Summary: Text with phonetic runs aren't extracted in docx
Product: POI Reporter: Tim Allison <tallison>
Component: XWPFAssignee: POI Developers List <dev>
Status: RESOLVED FIXED    
Severity: major    
Priority: P2    
Version: unspecified   
Target Milestone: ---   
Hardware: PC   
OS: All   
Attachments: example file
Test script
reason to cache...for posterity and a later issue
reason to cache for posterity and a later issue

Description Tim Allison 2017-08-29 17:42:19 UTC
Created attachment 35269 [details]
example file

Over on TIKA-2448, I found that our DOM model is not extracting runs within "ruby" sections.  This means that neither the primary text ("東京") nor the phonetic text ("とうきょう") is extracted.

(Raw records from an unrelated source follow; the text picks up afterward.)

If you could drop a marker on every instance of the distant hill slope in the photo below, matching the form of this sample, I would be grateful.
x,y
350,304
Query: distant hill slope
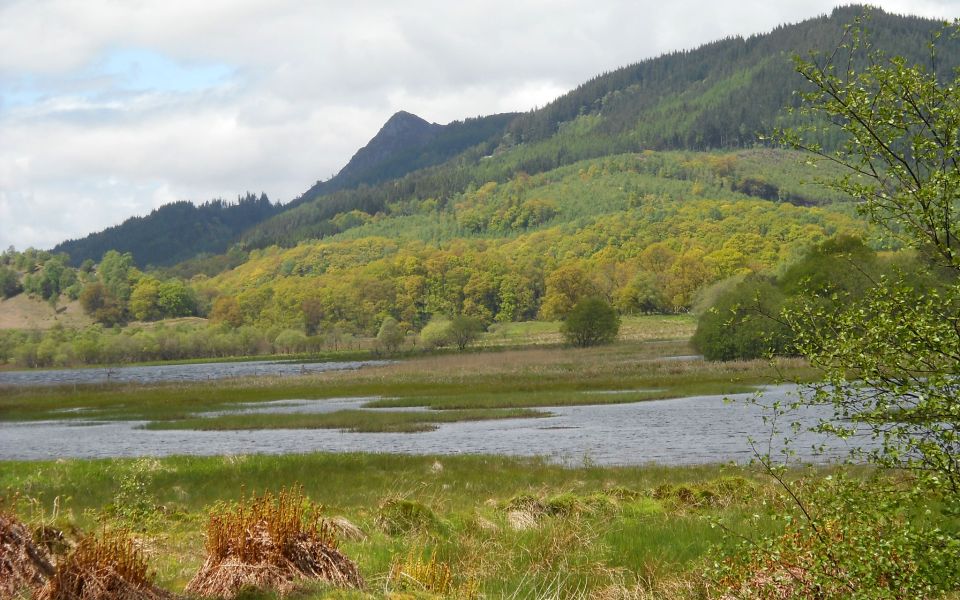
x,y
719,96
722,94
174,232
406,143
180,231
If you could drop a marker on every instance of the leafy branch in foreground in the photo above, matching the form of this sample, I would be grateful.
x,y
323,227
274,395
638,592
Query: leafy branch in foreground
x,y
891,357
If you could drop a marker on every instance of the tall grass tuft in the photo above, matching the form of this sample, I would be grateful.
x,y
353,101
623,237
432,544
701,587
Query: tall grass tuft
x,y
23,565
105,567
270,542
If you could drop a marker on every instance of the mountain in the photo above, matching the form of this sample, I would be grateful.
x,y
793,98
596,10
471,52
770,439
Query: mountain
x,y
180,231
406,143
722,95
174,232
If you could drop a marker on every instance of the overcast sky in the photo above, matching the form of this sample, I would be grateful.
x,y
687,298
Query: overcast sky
x,y
109,109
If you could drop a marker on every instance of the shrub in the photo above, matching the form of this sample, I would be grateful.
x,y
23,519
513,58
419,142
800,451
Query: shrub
x,y
436,333
742,323
391,335
464,330
591,322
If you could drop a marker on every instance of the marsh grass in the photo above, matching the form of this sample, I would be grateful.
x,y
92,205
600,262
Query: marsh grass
x,y
595,528
478,385
109,566
270,542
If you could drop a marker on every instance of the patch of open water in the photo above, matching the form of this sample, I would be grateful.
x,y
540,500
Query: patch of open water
x,y
175,373
697,430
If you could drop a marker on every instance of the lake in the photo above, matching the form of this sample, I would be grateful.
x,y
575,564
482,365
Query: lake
x,y
696,430
174,373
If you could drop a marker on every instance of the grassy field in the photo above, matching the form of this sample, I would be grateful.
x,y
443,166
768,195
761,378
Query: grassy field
x,y
506,528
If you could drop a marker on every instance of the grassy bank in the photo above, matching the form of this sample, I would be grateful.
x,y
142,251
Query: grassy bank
x,y
506,527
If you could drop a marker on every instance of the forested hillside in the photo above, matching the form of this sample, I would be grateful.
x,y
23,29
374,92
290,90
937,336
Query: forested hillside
x,y
539,212
174,232
723,95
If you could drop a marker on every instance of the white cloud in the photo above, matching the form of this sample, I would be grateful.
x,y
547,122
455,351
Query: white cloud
x,y
276,94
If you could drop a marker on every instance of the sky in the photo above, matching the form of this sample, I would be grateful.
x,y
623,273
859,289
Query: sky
x,y
111,108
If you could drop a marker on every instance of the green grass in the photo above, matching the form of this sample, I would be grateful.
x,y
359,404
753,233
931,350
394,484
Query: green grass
x,y
603,526
467,386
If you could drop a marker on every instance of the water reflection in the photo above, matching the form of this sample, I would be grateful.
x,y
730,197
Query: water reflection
x,y
696,430
176,373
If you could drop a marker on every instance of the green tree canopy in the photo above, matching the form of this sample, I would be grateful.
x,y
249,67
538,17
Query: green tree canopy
x,y
590,322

The more general point is that a run can contain a run...ugh!


  <w:body>
    <w:p>
      <w:r>
        <w:rPr>
           ...
        </w:rPr>
        <w:ruby>
          <w:rt>
            <w:r>
              <w:rPr>
               .....
              </w:rPr>
              <w:t>とうきょう</w:t>
            </w:r>
          </w:rt>
          <w:rubyBase>
            <w:r w:rsidR="001B7DA3">
              <w:rPr>
               ....
              </w:rPr>
              <w:t>東京</w:t>
            </w:r>
          </w:rubyBase>
        </w:ruby>
      </w:r>
    </w:p>
  </w:body>
Comment 1 Tim Allison 2017-08-30 16:31:08 UTC
r1806712

Added extraction of runs within ruby elements; added ability for users to select whether or not to concatenate phonetic runs; set default toString() behavior to include phonetic runs.
Comment 2 studio test 2017-08-31 08:13:56 UTC
Created attachment 35271 [details]
Test script
Comment 3 Tim Allison 2017-08-31 12:17:06 UTC
Spam?
Comment 4 Tim Allison 2017-08-31 19:39:53 UTC
Given this example:
162.242.228.174/docs/commoncrawl2/WI/WIFC2FI3QH64A6KHOBEDNQKLN5O5EYSS

I wonder if we should cache the phonetic content as we read through the document and then dump it at the end.  This would allow for a document to be found via the phonetic info, and it wouldn't completely wreck nlp applications.

For another issue...
Comment 5 Tim Allison 2017-08-31 19:44:50 UTC
Created attachment 35275 [details]
reason to cache...for posterity and a later issue
Comment 6 Tim Allison 2017-08-31 19:46:05 UTC
Created attachment 35276 [details]
reason to cache for posterity and a later issue

correct file attached this time